Janus Henderson warned investors that the juicy dividend rates of the last two years are coming to an end . As corporate earnings wane, investor payouts may take a cut.
“We have been cautioning investors all year that the rapid dividend growth they have enjoyed in the last couple of years was set to return to more normal levels… A softening global economy is beginning to have an impact on corporate earnings and, in turn, on dividends” – Jane Shoemake, Janus Henderson.
In the monster bull run since 2009, dividend rates have risen every single year for a decade. The pace accelerated to record levels in 2018 where total payouts rose 8.5%.
But don’t expect that trend to continue. 2019 will see a slump back to 5.4% and will likely level off in the next year, according to Janus Henderson.
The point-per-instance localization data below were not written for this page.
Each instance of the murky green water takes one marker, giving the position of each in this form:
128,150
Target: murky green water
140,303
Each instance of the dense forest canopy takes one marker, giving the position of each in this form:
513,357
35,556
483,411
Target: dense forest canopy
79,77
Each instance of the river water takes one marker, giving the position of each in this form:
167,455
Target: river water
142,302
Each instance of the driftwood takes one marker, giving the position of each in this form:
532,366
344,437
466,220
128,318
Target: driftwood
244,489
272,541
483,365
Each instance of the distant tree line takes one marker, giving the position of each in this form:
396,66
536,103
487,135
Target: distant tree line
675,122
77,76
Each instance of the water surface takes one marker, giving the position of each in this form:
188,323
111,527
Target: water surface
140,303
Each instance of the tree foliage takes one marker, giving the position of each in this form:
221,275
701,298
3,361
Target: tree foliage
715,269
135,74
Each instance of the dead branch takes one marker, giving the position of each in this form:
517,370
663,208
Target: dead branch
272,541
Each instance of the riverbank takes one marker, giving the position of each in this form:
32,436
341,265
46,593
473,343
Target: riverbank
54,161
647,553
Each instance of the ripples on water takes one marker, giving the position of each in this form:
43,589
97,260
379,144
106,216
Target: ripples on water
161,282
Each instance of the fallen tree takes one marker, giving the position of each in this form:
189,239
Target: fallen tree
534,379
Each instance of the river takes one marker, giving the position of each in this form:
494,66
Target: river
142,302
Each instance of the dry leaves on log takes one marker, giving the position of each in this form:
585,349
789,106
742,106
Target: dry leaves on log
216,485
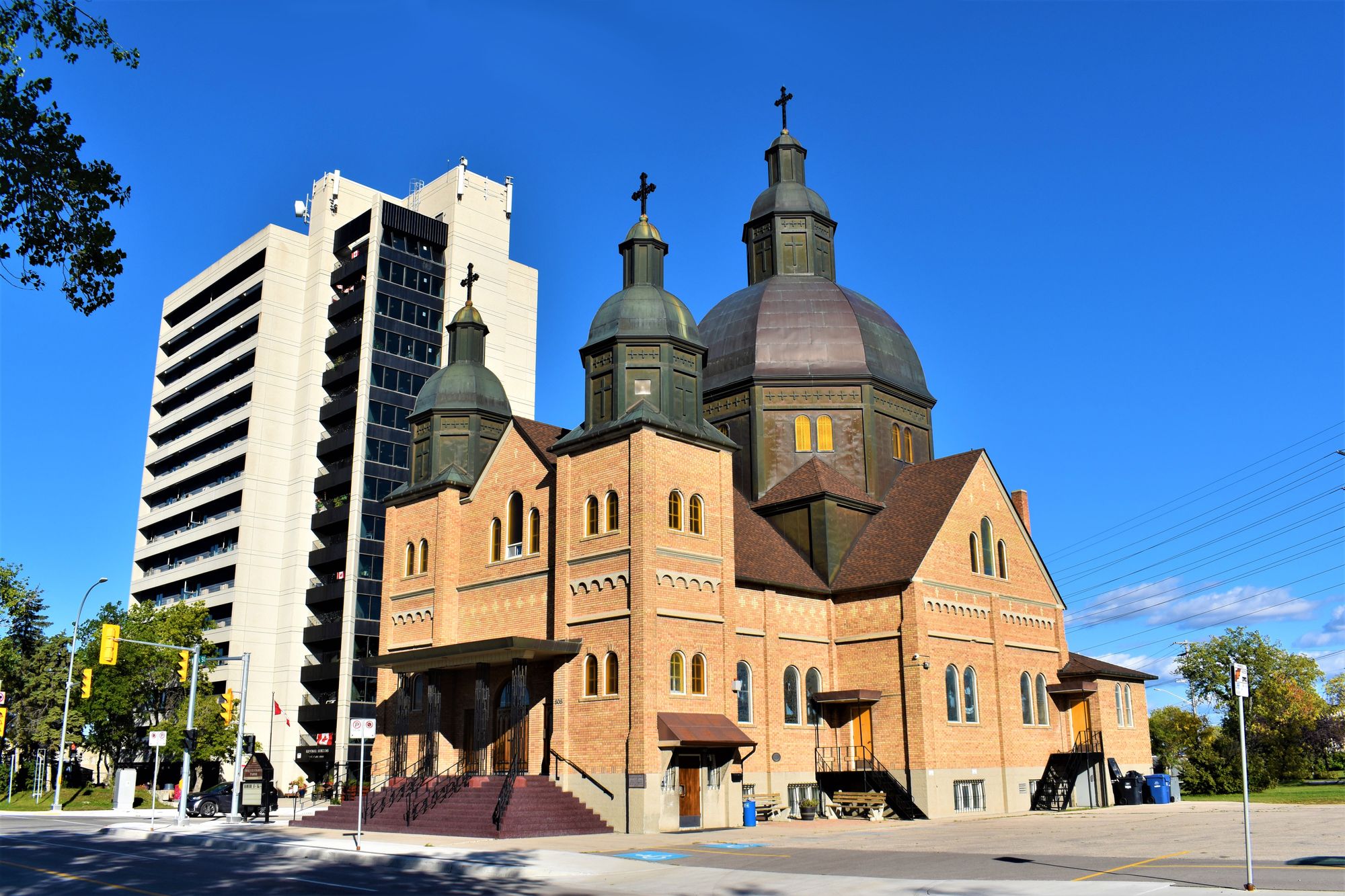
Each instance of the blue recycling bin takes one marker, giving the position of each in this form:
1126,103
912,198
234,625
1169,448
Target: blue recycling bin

Why? The great untold story of 2019 is that company earnings took a major hit. The US quietly fell into an earnings recession earlier this year (marked by back-to-back quarters of earnings decline) and hasn’t recovered. Masked by reports of “better-than-expected” results, absolute earnings fell for the third-straight quarter in the recent season .
The consolation in Janus Henderson’s report is that US companies are holding up much better than the rest of the globe. US stock dividend growth is expected to come in at 8.6% this year, compared to 5.4% global average.
Among the worst-hit are China and the UK. Half of the Chinese firms cut their dividend payouts in the last three months. But the UK is a particular concern with a meager 0.6% dividend growth this year. That’s a worrying trend given that Britain is typically seen as a dividend haven.
For now, stocks remain at record highs and investors continue to be rewarded via stock buybacks. But the dividend train is slowing down and it could weigh on investors’ passive income going into 2020.